Besonders gern erinnert sie sich an die kleinen Gesten aus dieser Zeit, sagt Jana Plaschke: „Oma hat mir immer Frühstücksbrote für die Schule gemacht. Und wenn ich aus dem Haus ging, stand sie da und hat mir hinterhergewunken.“

Die Enkelin weiß, dass es Edith Brett als junge Frau selbst nicht leicht hatte. „Sie erzählt oft Geschichten von früher“, sagt Jana Plaschke. Anfang der 1930er-Jahre kam sie zur Welt, erlebte den Krieg in Bad Salzdetfurth und im Alter von zwölf Jahren die Kinderlandverschickung – deren Sinn war allerdings nicht nur der Schutz der Kinder vor den Bomben, wie es vom Nazi-Regime offiziell behauptet wurde.
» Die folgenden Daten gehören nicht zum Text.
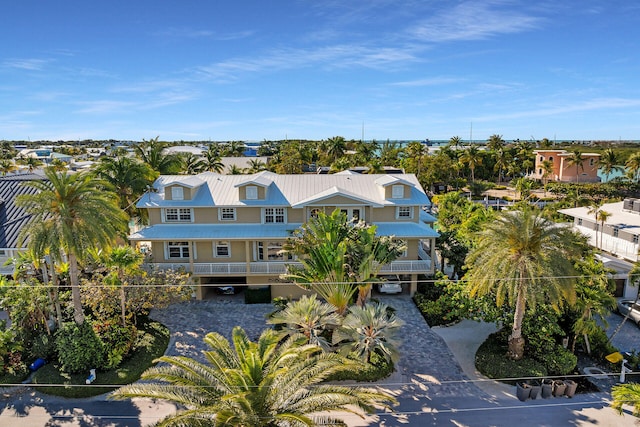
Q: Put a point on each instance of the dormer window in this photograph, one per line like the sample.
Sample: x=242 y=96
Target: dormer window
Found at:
x=252 y=192
x=397 y=192
x=177 y=193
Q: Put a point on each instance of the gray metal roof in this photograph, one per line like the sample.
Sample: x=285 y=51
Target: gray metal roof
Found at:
x=287 y=190
x=13 y=218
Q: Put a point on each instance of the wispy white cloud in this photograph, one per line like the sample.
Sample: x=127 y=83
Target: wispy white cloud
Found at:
x=192 y=33
x=589 y=105
x=432 y=81
x=473 y=20
x=327 y=57
x=31 y=64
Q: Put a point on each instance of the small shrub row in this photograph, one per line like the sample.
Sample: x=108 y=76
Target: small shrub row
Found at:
x=378 y=368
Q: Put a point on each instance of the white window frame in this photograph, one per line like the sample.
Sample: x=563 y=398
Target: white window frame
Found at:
x=180 y=214
x=227 y=214
x=177 y=193
x=184 y=249
x=404 y=212
x=270 y=215
x=397 y=191
x=251 y=192
x=350 y=210
x=221 y=244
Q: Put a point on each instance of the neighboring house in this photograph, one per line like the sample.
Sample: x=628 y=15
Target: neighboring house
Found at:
x=563 y=170
x=45 y=155
x=12 y=218
x=619 y=237
x=229 y=229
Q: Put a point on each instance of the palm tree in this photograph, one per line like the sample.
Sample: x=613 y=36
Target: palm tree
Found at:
x=626 y=394
x=7 y=166
x=369 y=329
x=594 y=301
x=338 y=255
x=32 y=163
x=336 y=148
x=633 y=165
x=259 y=384
x=256 y=165
x=525 y=259
x=472 y=157
x=495 y=142
x=129 y=177
x=212 y=159
x=547 y=170
x=575 y=159
x=308 y=316
x=70 y=213
x=125 y=260
x=192 y=164
x=609 y=163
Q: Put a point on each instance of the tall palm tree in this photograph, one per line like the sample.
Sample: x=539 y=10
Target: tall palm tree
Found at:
x=472 y=157
x=308 y=316
x=633 y=166
x=575 y=159
x=124 y=260
x=129 y=177
x=524 y=259
x=338 y=254
x=369 y=329
x=259 y=384
x=609 y=163
x=70 y=213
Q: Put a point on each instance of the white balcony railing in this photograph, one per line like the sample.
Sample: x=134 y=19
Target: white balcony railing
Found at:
x=276 y=268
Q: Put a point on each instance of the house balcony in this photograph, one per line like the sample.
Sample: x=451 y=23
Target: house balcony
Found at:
x=277 y=268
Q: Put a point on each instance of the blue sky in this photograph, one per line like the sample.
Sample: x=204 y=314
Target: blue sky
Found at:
x=254 y=70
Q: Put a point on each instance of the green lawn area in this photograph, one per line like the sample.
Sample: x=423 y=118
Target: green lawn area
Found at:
x=152 y=342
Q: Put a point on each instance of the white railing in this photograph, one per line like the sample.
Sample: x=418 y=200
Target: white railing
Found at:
x=275 y=268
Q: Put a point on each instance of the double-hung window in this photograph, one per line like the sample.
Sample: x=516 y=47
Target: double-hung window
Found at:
x=222 y=249
x=227 y=214
x=404 y=212
x=274 y=215
x=397 y=192
x=178 y=249
x=177 y=215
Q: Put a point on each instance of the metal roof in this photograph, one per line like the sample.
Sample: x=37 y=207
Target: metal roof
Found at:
x=286 y=190
x=179 y=232
x=13 y=218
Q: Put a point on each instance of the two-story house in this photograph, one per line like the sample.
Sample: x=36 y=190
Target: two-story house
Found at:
x=618 y=238
x=230 y=229
x=563 y=170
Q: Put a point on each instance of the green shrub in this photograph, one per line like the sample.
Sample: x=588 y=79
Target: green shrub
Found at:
x=260 y=295
x=117 y=341
x=560 y=361
x=378 y=368
x=493 y=362
x=78 y=347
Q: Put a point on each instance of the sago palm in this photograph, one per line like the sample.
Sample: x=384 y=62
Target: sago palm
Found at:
x=264 y=383
x=524 y=259
x=369 y=329
x=308 y=316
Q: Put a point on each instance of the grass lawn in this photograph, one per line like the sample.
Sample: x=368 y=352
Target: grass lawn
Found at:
x=152 y=342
Weitab von Elternhaus und kirchlichem Einfluss sollten sie auch im Sinne des Nationalsozialismus umerzogen werden.

Mit 14 hat Edith Brett angefangen zu arbeiten, im Bernward Krankenhaus war sie unter anderem auf der Frühchenstation tätig. Die Pflege blieb ihr Beruf, doch noch wichtiger war immer die Familie: die Kinder, die sieben Enkel und inzwischen vier Urenkel. „Sie ist eine unglaublich starke Frau“, sagt Jana Plaschke. „Trotz allem, was sie erlebt hat, sieht sie immer das Gute im Leben und in den Menschen. Ihre Großzügigkeit kennt keine Grenzen, ihr Verständnis ist tief und ehrlich.“ Sie höre zu, urteile nicht und finde immer die richtigen Worte. Ob es um einen kleinen Streit zwischen Geschwistern geht, um Liebeskummer oder um das fehlende Geld für die Führerscheinprüfung – ihre Oma Edith geht mit Jana Plaschke durch Dick und Dünn.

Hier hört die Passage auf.